Near the halfway point of the Vaccines’s performance this Saturday at Bangkok’s Moonstar Studios, Vaccines lead singer Justin Young paused in between songs for a rare exclamation:
“I can’t tell you how fucking happy I am to see you all here!” he yelled, and it was hard not to sympathize with his enthusiasm.
His band had travelled 8,000 miles to play for one night in the Kingdom, and Saturday’s crowd seemed determined to reward the quartet’s efforts in kind.
A multitude had packed itself into a repurposed soundstage off of Lat Phrao Road (in the appropriately named Moonstar Studios) and the near-capacity crowd screamed, danced and pogo-ed a passionate response to the Vaccines’s garage rock offerings.
The band, despite its variously unruly mops, played a set in which not so much as a hair fell out of place.
The group launched into its hour-long performance with a rendition of “No Hope,” the first of a clutch of singles that it spaced judiciously throughout the concert’s run.
A heroic air-conditioning system not only kept the gargantuan venue at the approximate temperature of a walk-in refrigerator, it also allowed the band to perform comfortably while clad in minutely divergent shades of black.
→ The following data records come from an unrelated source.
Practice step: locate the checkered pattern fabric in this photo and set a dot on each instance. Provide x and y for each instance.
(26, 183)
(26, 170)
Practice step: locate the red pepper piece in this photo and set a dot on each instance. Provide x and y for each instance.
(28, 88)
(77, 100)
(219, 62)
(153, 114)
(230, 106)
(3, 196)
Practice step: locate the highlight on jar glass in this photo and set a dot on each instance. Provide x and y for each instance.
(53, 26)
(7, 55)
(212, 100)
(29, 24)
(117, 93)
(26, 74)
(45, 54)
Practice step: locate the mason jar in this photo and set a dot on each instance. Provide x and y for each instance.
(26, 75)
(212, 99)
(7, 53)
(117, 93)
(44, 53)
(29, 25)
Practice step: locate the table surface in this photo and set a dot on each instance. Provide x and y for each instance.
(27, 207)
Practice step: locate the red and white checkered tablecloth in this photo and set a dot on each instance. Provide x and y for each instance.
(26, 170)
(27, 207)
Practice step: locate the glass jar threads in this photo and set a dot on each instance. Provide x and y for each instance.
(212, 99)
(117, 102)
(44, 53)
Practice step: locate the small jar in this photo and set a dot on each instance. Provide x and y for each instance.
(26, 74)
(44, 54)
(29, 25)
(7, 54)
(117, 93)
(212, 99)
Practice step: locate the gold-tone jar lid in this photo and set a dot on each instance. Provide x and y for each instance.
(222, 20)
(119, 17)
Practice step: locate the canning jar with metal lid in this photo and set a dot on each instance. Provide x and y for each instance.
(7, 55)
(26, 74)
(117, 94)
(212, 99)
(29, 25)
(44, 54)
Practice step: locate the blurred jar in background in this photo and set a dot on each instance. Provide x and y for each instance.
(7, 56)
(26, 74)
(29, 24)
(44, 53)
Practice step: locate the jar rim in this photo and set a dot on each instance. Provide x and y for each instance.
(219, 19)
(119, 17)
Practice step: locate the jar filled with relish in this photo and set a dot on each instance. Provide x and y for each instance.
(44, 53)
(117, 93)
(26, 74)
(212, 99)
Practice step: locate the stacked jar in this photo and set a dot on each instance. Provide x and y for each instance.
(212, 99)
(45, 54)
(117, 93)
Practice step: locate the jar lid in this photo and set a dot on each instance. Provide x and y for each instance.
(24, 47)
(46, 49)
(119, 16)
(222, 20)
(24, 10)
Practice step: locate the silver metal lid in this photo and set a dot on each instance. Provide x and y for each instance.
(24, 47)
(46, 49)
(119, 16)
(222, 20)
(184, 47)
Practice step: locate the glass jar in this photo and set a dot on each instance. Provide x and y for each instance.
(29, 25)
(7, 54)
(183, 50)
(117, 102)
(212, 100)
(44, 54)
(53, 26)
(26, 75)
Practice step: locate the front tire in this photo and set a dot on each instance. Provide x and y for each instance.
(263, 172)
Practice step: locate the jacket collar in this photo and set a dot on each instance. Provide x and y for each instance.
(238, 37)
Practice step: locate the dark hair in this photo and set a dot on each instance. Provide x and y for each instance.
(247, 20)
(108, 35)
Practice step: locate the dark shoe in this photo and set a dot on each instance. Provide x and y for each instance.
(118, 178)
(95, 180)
Young even went so far as to sport a jacket whilst bounding between microphone and drum riser, monitor and mixing board.
With the exception of a mix that too heavily favored the bass, every aspect of the Vaccines’s performance practically bled professionalism.
The set organically gathered and let off intensity, the light show varied frequently enough to remain interesting and the band itself knew exactly where its area of expertise began and ended, and stayed firmly within those bounds.
If one criticism could be made of the Vaccines, it is that they lack the aesthetic ambition of some of their contemporaries. This Saturday’s concert featured a band of undeniable talent, trotting capably through territory previously mapped.
We’ve seen fashionably scruffy British bands before. We’ve heard guitar-driven pop songs that aren’t nearly as effortless as they seem, and we all know that when the headliners abandon the stage, awash in sweat, they will reemerge five minutes later to offer yet another of their hits (in this case, “Bad Mood”).
The Vaccines, however, understand this formula on such a cellular level that it’s hard to avoid nodding in appreciation as they move flawlessly through the required motions.
And if they fly across a goodly section of the globe for the express purpose of rendering that service, then so much the better.